Down the road, if someone is indicted, her notes might become part of the evidence.
“In Ottawa, if a young girl is raped, we’ll stop everything,” to ensure the wrong is made right, said Granger.
But in places such as Sudan’s Darfur, women are raped hundreds of times each day.
“It’s used as a weapon of war,” said Granger.
Women hold the honour of the family in many cultures, she said, and when a female is raped, it’s held against her.
That’s the point.
“You break down the family, you break down the community, you break down the nation,” said Granger.
Global ethics and the obligation to create a better life are paramount to Granger.
In 2006, she was invited by the Pearson Centre to design, develop, and deliver training in peace operations, working with 28 South African police officers, then traveling to other countries.
“The tools that we provided them really did enhance their capacity, because they really were making a difference,” said Granger.
“It’s amazing what can happen.”
The same can be said for Granger’s journey through segregation and policing in Africa.
At 19-years-old, she applied to become a cop in Rhodesia, now known as Zimbabwe, “for shock value.”
Educated, physically fit, and intelligent, Granger sold herself in an interview.
Stunning even herself, Granger, of mixed race, became the first non-white to join the ranks, spending five years with the British South Africa Police and Zimbabwe Republic Police.
Her peers told her, “we should not be subjected to live with you,” she recalled.
Granger thought it over, then proposed using a specific toilet and shower.
They ended up using her facilities because she was the cleanest in the group.
Soon after, while running 10K, she was forced to coach a colleague.
“I remember thinking, man, you know, this girl doesn’t even like me touching her, you know, I mean, she doesn’t even think I should be working. I thought it was unfair that I’m made now to help her. She doesn’t even look at me like a person,” said Granger.
After reflecting, “it’s not only for us. It’s for women in general,” she decided.
“When we put aside the colour and the way we’d grown up, you know, it was evident that we’re all running the same race, and it’s the human race, ” she said.
Back in Ottawa, Granger’s resolve under adversity translates well, especially when overseeing cases of domestic violence.
“When things are really, really bad, she puts things in perspective,” said Supt.

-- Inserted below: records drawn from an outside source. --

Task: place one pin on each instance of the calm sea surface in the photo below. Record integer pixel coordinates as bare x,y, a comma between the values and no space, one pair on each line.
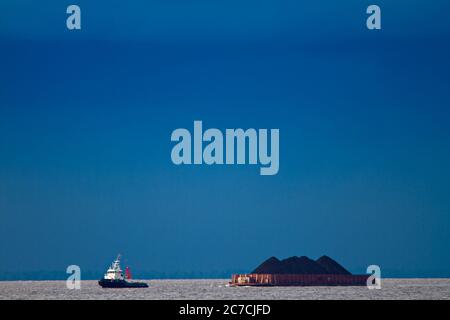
218,289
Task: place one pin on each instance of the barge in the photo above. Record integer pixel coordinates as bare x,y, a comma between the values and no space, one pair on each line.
298,271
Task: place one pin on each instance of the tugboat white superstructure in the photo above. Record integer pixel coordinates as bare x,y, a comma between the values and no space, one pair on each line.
114,278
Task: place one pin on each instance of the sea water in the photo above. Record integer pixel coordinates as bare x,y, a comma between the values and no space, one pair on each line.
218,289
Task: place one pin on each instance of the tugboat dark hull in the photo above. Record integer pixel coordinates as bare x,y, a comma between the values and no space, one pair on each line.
121,284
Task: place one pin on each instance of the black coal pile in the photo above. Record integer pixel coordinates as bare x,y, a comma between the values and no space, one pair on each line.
300,265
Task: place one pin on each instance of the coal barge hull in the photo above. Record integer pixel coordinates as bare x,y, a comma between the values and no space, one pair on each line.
283,280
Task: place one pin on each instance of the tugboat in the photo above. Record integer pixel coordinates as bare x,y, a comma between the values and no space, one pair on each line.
114,278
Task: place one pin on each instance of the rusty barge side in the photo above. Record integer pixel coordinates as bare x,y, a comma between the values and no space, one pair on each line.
267,280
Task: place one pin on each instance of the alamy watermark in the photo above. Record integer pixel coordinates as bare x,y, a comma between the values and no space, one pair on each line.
73,282
236,146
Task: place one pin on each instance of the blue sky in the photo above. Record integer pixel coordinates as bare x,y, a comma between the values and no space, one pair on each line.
86,118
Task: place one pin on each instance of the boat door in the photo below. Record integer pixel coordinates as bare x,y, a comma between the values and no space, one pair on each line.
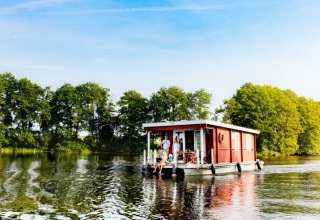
181,138
197,144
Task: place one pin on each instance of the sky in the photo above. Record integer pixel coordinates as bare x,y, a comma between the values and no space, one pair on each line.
147,44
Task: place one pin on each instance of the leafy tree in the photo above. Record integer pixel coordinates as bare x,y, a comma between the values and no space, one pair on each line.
22,101
309,138
174,104
133,111
199,104
94,112
269,110
62,113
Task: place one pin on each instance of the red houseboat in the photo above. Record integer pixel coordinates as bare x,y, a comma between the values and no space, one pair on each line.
206,147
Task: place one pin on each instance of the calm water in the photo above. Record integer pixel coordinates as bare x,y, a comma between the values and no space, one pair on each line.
48,186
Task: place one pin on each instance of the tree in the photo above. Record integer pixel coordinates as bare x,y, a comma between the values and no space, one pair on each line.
22,101
199,104
95,112
133,111
269,110
173,104
309,138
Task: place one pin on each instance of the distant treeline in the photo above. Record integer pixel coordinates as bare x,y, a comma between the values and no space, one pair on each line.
85,116
288,124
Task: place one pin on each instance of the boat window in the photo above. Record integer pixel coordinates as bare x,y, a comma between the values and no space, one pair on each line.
236,140
249,142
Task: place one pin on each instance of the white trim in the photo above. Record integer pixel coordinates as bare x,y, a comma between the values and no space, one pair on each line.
148,141
249,144
198,122
201,146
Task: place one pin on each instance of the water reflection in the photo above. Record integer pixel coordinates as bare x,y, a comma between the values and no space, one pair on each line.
202,197
105,187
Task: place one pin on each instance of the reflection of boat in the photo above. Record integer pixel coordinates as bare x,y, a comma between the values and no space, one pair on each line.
206,147
202,197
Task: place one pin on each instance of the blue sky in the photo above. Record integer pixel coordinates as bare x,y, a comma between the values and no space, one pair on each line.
143,45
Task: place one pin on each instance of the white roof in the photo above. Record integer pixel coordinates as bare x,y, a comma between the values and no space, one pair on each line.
196,122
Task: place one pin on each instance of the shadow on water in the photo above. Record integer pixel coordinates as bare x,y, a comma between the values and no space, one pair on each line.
111,187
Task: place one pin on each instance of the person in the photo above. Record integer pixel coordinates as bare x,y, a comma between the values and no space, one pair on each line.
157,164
175,146
164,160
165,144
170,160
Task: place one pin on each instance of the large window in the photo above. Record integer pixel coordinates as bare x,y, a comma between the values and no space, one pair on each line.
249,145
236,140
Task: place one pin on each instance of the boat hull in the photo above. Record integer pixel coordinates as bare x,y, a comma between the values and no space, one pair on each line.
206,169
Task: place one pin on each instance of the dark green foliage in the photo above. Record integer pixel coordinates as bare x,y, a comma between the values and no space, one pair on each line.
173,104
288,124
133,111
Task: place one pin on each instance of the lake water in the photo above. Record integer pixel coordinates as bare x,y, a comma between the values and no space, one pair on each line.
46,186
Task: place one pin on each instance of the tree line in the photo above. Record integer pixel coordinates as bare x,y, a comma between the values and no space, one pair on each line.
85,116
289,124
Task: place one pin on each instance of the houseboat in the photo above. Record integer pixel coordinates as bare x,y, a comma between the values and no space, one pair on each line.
206,147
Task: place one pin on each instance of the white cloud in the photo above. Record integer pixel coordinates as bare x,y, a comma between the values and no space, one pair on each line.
32,5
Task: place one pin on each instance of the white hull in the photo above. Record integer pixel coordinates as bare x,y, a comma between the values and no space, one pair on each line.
205,169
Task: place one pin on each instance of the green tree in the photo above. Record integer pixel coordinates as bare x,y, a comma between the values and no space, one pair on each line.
269,110
199,104
173,104
62,113
309,138
133,111
95,111
22,101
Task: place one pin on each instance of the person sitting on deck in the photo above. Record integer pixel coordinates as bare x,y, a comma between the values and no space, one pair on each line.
180,155
165,144
164,161
157,164
170,160
175,146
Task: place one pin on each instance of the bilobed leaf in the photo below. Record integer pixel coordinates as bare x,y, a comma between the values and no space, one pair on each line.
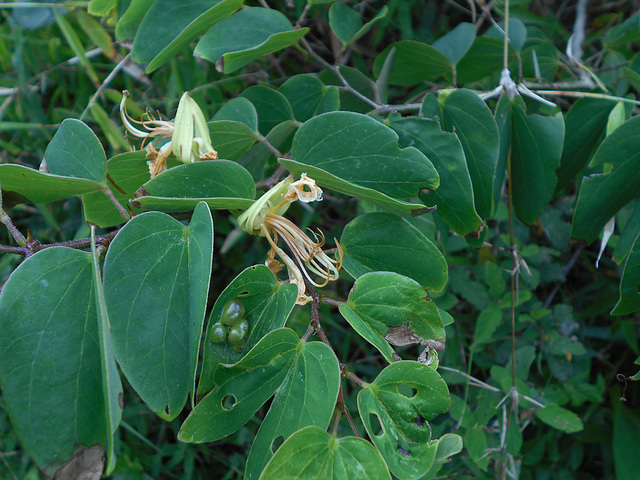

Ty Cameron.
“I find she’s a calming influence on her office,” he continued.
“The investigators there are dealing with very serious matters … she comes in there and sort of pulls them down from the ceiling, from time to time, when need be, but making sure the job gets done.”
It’s a career Granger fell into on an impulse.
“I had actually applied for nursing,” she said.
Granger celebrates her 20th anniversary with OPS next year.